Indeed!   Like if your battery is going flat the transition from trip to actually failing to work could be some time.  However if someone rips the power out you really need to have some big caps to hold the power up.  Many systems don't!

[ElectricDruid]

With modern Flash-ROM (non-volatile RAM), state-saving should be trivial. Every time the user changes a setting, write a copy to Flash. If the brain wakes-up blank, get values from Flash.

The only potential snag here is Flash ROM's write endurance, which is often as low as 10,000 writes. If someone is a bit of a knob twiddler, you're going to burn through that pretty fast.
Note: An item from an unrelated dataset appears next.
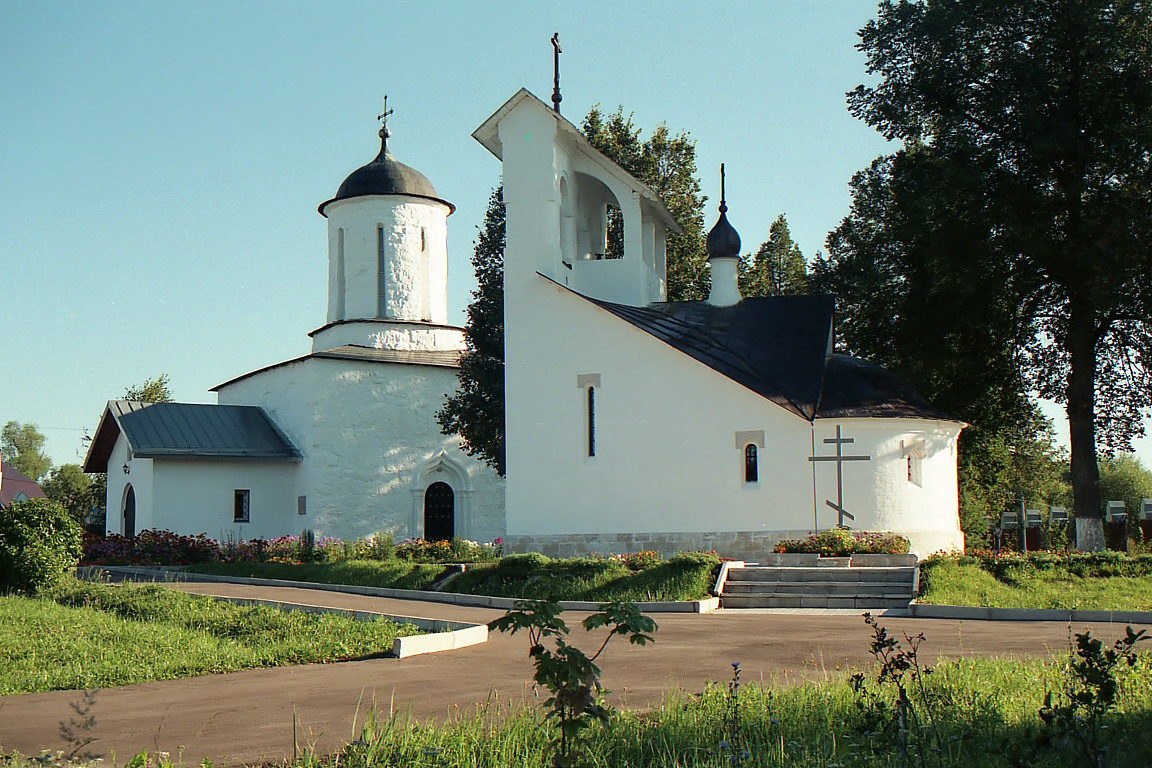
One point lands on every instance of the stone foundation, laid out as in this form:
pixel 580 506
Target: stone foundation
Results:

I suppose you have to do something clever like only update the state when the knob stops moving, rather than every time there's a new value (which would cause 100+ writes as you move the knob from min to max).

[EBK]

You only really need to read the EEPROM's stored state at power up and flash the final state at power down (I'm assuming a controlled power down, not a power failure, although you could certainly design for that if you wanted to).  Everything in between can use volatile memory.